Thursday, June 14, 2007

Distraction

Period six, again. My head is pounding at the end of a long day, in the middle of a long week. The last two weeks of school seem long to students, but I never thought they would seem so long now. With so much to do, I expected time to fly. Days like this one crawl by endlessly, as I repeat lessons two, four, or even six times in just a few hours. Only the students change, whirling through the library classroom as I try to catch up. Usually, I can keep pace, but today I am tired.

Four students sit at the table with me, their spiral notebooks open to a page about the censorship of rap music. They have read the page five times already. I have read it twenty times. I am weary, and so are they, the cycles of this class grown old and weary at the end of the year. I give them cursory instructions, and they sigh and begin to write in the notebooks.

I quickly return to the business from which my students interrupted me when the bell rang. I had been poring, absorbed, over their test scores. The intimidating WASL test, the test for which I was hired to prepare them, had been taken, graded, and returned to me, their teacher, before the students themselves. I do not like secrets much, especially from them, but in order to have all the information I scan the badly formatted Excel spreadsheet, searching for familiar names, hoping to discern happy futures for them from among the rows of letters and numbers.

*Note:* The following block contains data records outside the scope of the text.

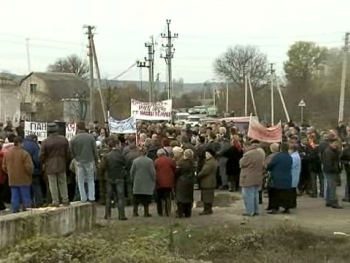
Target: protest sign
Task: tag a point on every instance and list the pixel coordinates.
(71, 130)
(152, 111)
(122, 127)
(37, 128)
(261, 133)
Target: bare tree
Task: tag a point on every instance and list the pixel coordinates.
(231, 65)
(70, 64)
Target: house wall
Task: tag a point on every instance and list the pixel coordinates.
(10, 101)
(25, 93)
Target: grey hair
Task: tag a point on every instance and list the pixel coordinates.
(161, 152)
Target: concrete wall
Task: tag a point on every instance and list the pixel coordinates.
(10, 101)
(47, 221)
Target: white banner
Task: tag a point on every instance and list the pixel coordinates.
(122, 127)
(152, 111)
(71, 130)
(37, 128)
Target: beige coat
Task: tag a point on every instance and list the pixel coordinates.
(18, 164)
(207, 176)
(252, 168)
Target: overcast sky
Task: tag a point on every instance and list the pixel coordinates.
(206, 28)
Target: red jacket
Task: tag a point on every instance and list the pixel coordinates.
(2, 173)
(165, 169)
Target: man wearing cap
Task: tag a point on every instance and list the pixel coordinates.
(84, 151)
(55, 156)
(207, 181)
(30, 144)
(18, 165)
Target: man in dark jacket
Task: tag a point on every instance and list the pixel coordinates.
(55, 156)
(113, 164)
(30, 144)
(331, 169)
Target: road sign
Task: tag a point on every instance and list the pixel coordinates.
(302, 103)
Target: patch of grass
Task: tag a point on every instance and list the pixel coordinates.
(149, 243)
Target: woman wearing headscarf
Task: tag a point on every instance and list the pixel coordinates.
(178, 154)
(233, 155)
(143, 174)
(280, 168)
(296, 169)
(184, 185)
(274, 149)
(207, 181)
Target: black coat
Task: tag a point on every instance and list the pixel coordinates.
(233, 156)
(331, 161)
(184, 181)
(152, 152)
(201, 157)
(313, 159)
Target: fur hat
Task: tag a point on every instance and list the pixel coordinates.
(52, 127)
(211, 152)
(274, 148)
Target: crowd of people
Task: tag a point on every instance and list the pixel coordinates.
(166, 163)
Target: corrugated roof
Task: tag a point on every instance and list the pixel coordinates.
(61, 85)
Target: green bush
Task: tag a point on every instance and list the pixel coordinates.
(150, 244)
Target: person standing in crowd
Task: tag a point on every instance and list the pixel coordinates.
(233, 155)
(251, 177)
(143, 175)
(280, 168)
(2, 182)
(130, 155)
(224, 145)
(207, 181)
(315, 168)
(2, 132)
(30, 144)
(113, 164)
(274, 149)
(55, 157)
(178, 154)
(20, 129)
(345, 160)
(331, 169)
(184, 184)
(84, 151)
(152, 151)
(18, 165)
(305, 178)
(296, 169)
(165, 170)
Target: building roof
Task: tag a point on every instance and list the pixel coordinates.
(61, 85)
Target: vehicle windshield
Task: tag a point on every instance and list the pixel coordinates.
(193, 119)
(182, 117)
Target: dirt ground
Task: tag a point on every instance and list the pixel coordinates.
(310, 213)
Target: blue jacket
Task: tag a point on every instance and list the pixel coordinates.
(296, 169)
(280, 168)
(33, 148)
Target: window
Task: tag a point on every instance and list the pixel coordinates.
(33, 88)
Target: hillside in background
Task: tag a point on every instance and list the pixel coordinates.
(179, 89)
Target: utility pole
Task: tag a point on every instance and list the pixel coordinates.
(91, 69)
(98, 78)
(343, 78)
(141, 65)
(28, 56)
(226, 96)
(272, 71)
(157, 92)
(150, 60)
(169, 56)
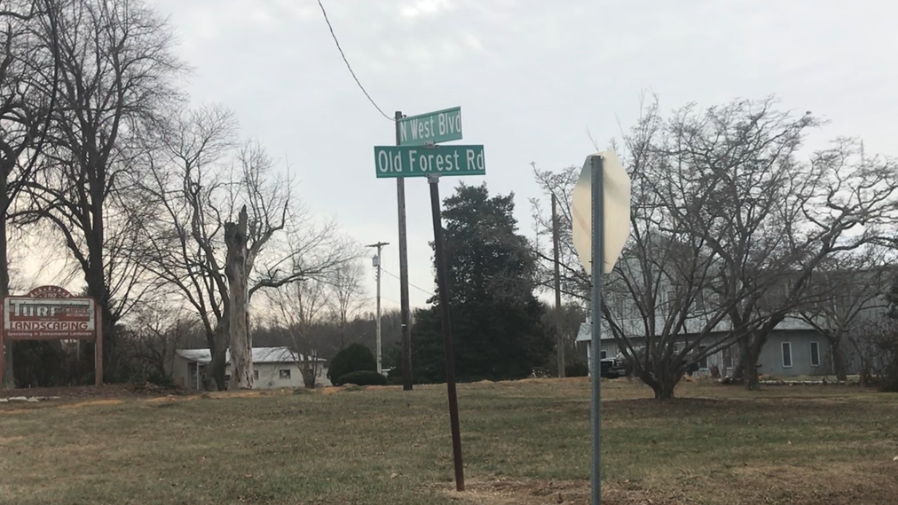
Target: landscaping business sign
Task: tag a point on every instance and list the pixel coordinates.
(28, 318)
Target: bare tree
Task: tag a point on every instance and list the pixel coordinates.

For several minutes, I hunch into the paper, lost and unaware that the four students have long finished the task I assigned them. They gaze off in all directions, fidget, begin to flip open phones or doodle on the desk. I look up, distracted, and glance over their books. The answers are in disarray, and I see where they have gotten lost, mistakes that could have been avoided had they, as they deserved, had a teacher to help them. Ashamed, I put away the spreadsheet, once again worried by the statement I've accidentally made, ignoring the live students in front of me, the lesson of the day, to gaze at faraway standards, at the futures none of us control now. The test scores are important, I know, but they can be nowhere near as important to me, right now, as the hands, faces, and minds that earned them.